La ausencia de un heredero natural –fruto de su condición de impotente- dejaba vacante el trono de España y sus inmensos dominios coloniales. De forma casi inmediata, media Europa se vio inmersa en una guerra por la corona española.
Felipe de Anjou contra Carlos de Habsburgo
De un lado, Felipe de Anjou, apoyado por su abuelo Luis XIV, basaba sus pretensiones en el testamento del propio Carlos II.
De otro, Carlos de Habsburgo, apoyado por Gran Bretaña y la viuda del fallecido monarca, hacía valer sus estrechos lazos familiares con la casa real de España, al tiempo que se presentaba ante las potencias europeas como el único capaz de acabar con la hegemonía francesa.
En 1714, la Paz de Utrecht ponía fin a la Guerra de Sucesión española.

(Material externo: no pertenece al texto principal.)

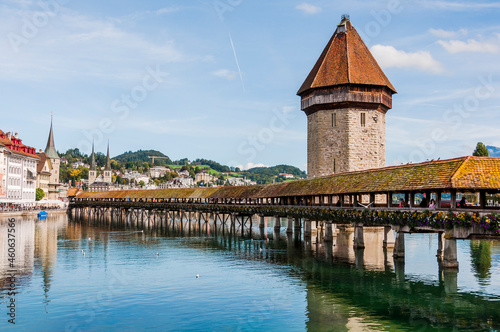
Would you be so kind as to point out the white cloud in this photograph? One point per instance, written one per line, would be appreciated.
(226, 73)
(448, 34)
(458, 6)
(308, 8)
(471, 46)
(166, 10)
(389, 57)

A condición de renunciar a la corona francesa, Felipe de Anjou fue reconocido como rey de España. Además, Inglaterra obtenía a cambio una serie de concesiones territoriales y comerciales que, con el tiempo, iban a permitir el desarrollo del Imperio Británico.
La nueva potencia colonial de América del Norte
El Tratado de Utrecht estipulaba la cesión a Inglaterra, por parte de Francia, de los territorios norteamericanos de Terranova y Nueva Escocia, así como el control de la Bahía de Hudson.
Así, la tímida presencia británica en la zona –limitada a sus asentamientos en Virginia, Carolina y Georgia- se veía fortalecida con la incorporación de esos nuevos territorios. Desde entonces, los franceses tuvieron que compartir la supremacía en América del Norte con Inglaterra.
Durante casi medio siglo, ambas potencias mantuvieron el status quo consagrado en Utrecht. Con motivo de vict
oria británica en la Guerra de los Siete Años (1756-1763), la presencia de Francia en la zona pasó a ser meramente testimonial, al tiempo que Inglaterra se convertía en dueña y señora esos territorios. En definitiva, en apenas cincuenta años, la situación de América del Norte se había invertido. Y qué duda cabe de que, en ese proceso, lo firmado en Utrecht había tenido una importancia capital.
A partir de entonces, los británicos experimentaron por primera vez su sistema de explotación colonial, que luego les serviría de modelo para sus posteriores conquistas.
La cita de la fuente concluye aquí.